The missions do sometimes feel a bit meatier, with the fifth mission, "Broken Chains," remaining a personal favorite. In this instance, I needed to free a prisoner who was being held in the city, but to do so I needed to avoid the gaze of regular guards while finding captains that I could bribe. Missions like this held some real excitement, and really helped a lot of the game's basic skills come together in neat ways. Had all of Assassin's Creed Identity felt like this, I think they really would have been on to something.

After a while though, even opening up each mission could be a pain. Access is tied to your current level, and while simply completing missions would result in enough XP to level up in the first few stages, pretty soon I found myself without the experience needed to unlock the next part of the story.

This means going back to grind through past missions, or participating in simple "contracts" that give you a single task to complete and can usually be wrapped up in less than a minute.

Easy on the eyes

What it lacks in gameplay, Assassin's Creed Identity makes up for in visuals. The App Store has a lot of gorgeous games, but there's no denying that Assassin's Creed Identity could make a serious claim for the throne. There are moments where the environments look awfully close to the Assassin's Creed II art direction that inspired them. In short, if you're looking for a game that says "mobile games are gorgeous too!," nobody would argue with you once you showed them Assassin's Creed Identity.

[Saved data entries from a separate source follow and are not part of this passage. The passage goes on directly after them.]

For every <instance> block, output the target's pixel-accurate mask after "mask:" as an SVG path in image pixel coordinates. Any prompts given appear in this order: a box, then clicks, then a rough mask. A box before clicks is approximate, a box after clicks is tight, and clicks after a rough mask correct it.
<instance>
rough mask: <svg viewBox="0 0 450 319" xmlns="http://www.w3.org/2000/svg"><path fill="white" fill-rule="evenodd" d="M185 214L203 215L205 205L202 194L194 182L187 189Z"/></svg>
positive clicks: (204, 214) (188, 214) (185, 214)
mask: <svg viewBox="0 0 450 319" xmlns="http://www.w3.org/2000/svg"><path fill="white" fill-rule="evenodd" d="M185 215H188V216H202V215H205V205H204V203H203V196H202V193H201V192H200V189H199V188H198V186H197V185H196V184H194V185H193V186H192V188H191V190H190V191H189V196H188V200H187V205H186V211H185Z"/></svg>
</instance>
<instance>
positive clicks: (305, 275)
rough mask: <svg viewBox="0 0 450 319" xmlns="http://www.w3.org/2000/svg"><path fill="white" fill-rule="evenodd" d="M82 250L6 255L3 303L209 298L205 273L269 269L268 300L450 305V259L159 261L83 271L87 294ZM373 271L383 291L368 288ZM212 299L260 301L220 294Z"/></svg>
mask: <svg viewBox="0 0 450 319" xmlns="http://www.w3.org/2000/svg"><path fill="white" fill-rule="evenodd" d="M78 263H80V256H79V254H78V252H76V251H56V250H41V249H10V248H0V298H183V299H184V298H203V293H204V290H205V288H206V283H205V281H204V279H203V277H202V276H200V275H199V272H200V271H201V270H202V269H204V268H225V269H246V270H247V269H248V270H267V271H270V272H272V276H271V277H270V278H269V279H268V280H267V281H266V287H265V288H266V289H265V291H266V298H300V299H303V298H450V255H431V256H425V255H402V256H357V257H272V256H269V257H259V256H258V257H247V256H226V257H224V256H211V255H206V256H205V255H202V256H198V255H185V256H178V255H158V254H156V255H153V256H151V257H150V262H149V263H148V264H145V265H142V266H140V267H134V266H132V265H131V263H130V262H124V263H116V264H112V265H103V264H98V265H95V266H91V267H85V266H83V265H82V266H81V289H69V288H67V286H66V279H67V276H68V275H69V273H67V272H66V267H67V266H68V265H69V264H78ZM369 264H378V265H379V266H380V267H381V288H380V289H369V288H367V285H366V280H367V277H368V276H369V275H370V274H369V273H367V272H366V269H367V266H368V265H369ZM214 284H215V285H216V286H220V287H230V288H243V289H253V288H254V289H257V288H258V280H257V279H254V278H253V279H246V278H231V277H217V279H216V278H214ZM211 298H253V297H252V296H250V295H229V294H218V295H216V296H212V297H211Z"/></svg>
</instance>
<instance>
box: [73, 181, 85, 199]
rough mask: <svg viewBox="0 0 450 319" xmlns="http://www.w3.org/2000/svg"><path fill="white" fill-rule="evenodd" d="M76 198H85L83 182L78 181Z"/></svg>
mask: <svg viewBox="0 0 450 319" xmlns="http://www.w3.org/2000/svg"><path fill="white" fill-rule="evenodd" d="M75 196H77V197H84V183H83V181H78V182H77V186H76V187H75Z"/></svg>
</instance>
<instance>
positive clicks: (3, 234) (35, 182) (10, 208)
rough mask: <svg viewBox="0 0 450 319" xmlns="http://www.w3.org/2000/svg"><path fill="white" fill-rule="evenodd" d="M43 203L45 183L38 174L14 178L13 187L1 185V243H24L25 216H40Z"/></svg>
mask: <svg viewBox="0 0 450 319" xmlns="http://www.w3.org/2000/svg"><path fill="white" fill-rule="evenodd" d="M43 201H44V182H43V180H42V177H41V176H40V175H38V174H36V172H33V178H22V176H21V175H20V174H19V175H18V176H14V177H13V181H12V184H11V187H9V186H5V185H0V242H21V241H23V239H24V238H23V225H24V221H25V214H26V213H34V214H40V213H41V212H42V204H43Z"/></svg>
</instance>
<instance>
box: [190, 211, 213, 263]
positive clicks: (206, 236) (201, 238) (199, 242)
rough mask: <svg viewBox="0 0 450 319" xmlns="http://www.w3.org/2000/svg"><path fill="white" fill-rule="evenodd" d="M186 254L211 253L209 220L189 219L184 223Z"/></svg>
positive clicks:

And yet, even here, some weird compromises have been made. Missions are typically met with rewards of new gear, but equipping these only changes your character's stats, never their appearance. In 2016, I'd be hard-pressed to find another big-budget mobile game that doesn't give you that nice ego stroke of "look how much cooler my character is now because I made them that way!" And the user interface feels very crowded at times, which can make the whole experience feel clunky - so much so that I've triggered the Options Menu a half dozen times in mid-gameplay without even knowing how I did it.

More money please

Assassin's Creed Identity is a premium iPhone game with a premium price tag, but it wasn't always this way. The game first soft launched in select markets nearly two years before its eventual release - and back in those days, it was a free-to-play experience. 

There are other games that have successfully made the transition from free-to-play soft launch to paid worldwide release, but they're few and far between. Hitman: Sniper is a good example of when this works well. Assassin's Creed Identity is not.

While there are no energy timers to limit your progress in Assassin's Creed Identity, there are multiple nudges and reminders that you can spend real money to get a little bit more of what you want. Forging weapons doesn't just require old items to destroy; you'll need to spend in-game currency. Want a slot for a second assassin? You'll need a ton of in-game currency here too. Or maybe you just want to spend that new skill point you've earned: let's hope you have enough of the associated currency to buy the skill you want.

It speaks volumes about the game that it even has multiple currencies at all.

This is fine in the world of free-to-play, but most consumers would hope that a game they paid to download would be content with the money they've already ponied up. Feeling the artificial wall of "not enough currency" when you have all of the other components is a brutal feeling in any game - and if it's a game you've already paid for, that's downright sinful.

Do I buy it?

Assassin's Creed Identity isn't a bad game, but it isn't a particularly good one either. It has the look of a proper game in the Assassin's Creed series, and it tries hard to mimic the gameplay, but there's no denying that the soul of the franchise feels somehow absent. With shorter missions, stripped down gameplay and simpler objectives, it feels more like a mock-up that someone might use to explain Assassin's Creed than it does a proper game in the franchise.

It's playable, and it gets interesting in parts, but fans of the series will no doubt be frustrated by its limitations.

Assassin's Creed Identity is available on the App Store.